Want to fix your chipped nail polish and that scratch on the hood of your car in one go, madame?
Renault says it has just what you need.
In a bid to promote its Twingo city car, a small urban vehicle mostly targeted at women, French carmaker Renault this week unveiled a nail polish that can also be used to fix small paint flaws on cars.
The company has earned charges of sexism in the bargain.
The Twingo is for “active lady drivers who need to get about town but who are also attentive to fashion and looks,” Renault said in a statement presenting its foray into the beauty business.
For women’s rights activists, Renault’s marketing strategy is just plain sexist. The way the offer has been promoted hasn’t helped either.
In the Renault advert, a woman screams “ouch” as she sees a scratch on her blue Twingo, parked between two vehicles. She then paints her nail in blue, before hiding the car scratch with a brush stroke.
This “reduces women to their beauty concerns and their inability to drive” Marie-Noelle Bas, the head of the French feminist collective Chiennes de Garde, said in a phone interview. “This insidious, ordinary, daily sexism lays the groundwork for the worst as ads confine women to a constructed role.”
A Renault spokesman disputed the perception that the commercial or the polish sale was sexist. Twingo cars target “urban women who enjoy customisation of their cars,” he said, noting that the video didn’t show a woman who can’t park properly.
The Twingo nail polish is being manufactured by the Paris-based cosmetics startup Ink and Out, the owner of the De Blangy brand. The polish has been on sale at Renault’s workshops and on its website since Monday for €8.90 and comes in blue, red, black and yellow. The polish is for sale for a short while, said the Renault spokesman, who didn’t want to be named.
For Ink and Out chief executive Benjamin De Blanzy, the controversy over Renault’s video is both “amusing” and “rather legitimate.”
“It’s funny because men too will use it,” he said in a phone interview, adding that he himself started using nail polish on his car a few months ago to cover minor scratches.
The backlash comes less than a month after a video by Pepsi drew widespread criticism on social media for exploiting movements including Black Lives Matter. Pepsi pulled the commercial from its YouTube page in less than 48 hours and apologised. The episode showed how hard it is for companies to escape marketing faux-pas as they’re picked up by social media.
In 2014, Renault withdrew a Belgian video ad for the Twingo car that was deemed sexist.

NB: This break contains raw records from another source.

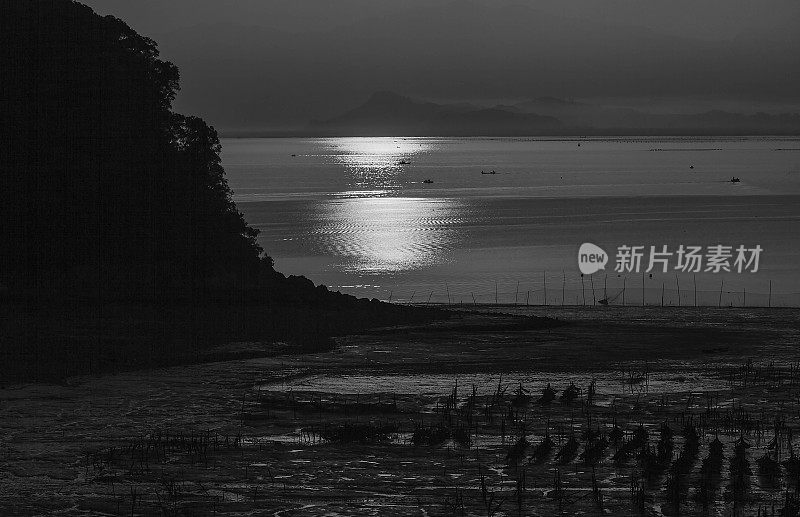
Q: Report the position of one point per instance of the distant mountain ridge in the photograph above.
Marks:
(391, 114)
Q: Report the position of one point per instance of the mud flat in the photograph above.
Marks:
(447, 418)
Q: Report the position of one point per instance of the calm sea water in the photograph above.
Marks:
(357, 215)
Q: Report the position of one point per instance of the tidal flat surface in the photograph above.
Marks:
(429, 420)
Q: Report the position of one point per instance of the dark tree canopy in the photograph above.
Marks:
(107, 192)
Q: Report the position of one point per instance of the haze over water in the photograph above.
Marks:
(355, 214)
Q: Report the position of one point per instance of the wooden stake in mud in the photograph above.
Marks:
(642, 287)
(583, 289)
(544, 281)
(624, 281)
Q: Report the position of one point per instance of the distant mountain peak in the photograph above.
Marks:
(389, 113)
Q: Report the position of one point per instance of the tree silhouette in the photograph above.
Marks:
(111, 194)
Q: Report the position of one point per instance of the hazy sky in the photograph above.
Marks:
(259, 64)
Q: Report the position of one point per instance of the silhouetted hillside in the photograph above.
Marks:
(121, 244)
(387, 113)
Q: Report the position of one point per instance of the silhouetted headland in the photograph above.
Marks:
(124, 247)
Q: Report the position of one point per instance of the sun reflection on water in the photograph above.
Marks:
(388, 234)
(377, 163)
(371, 227)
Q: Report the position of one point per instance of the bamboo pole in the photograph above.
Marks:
(544, 282)
(583, 289)
(624, 281)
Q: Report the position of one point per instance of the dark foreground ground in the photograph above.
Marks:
(439, 419)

The commercial pictured a woman leaving notes with apologies on other people’s cars after parking wrongly.
“We are in a completely different perspective with this video, which is better thought-out,” the Renault spokesman said. The nail polish video had about 5,000 views on YouTube in its French and English versions as of early Wednesday.
“The video is making a buzz, be it good or bad,” the Renault spokesman said.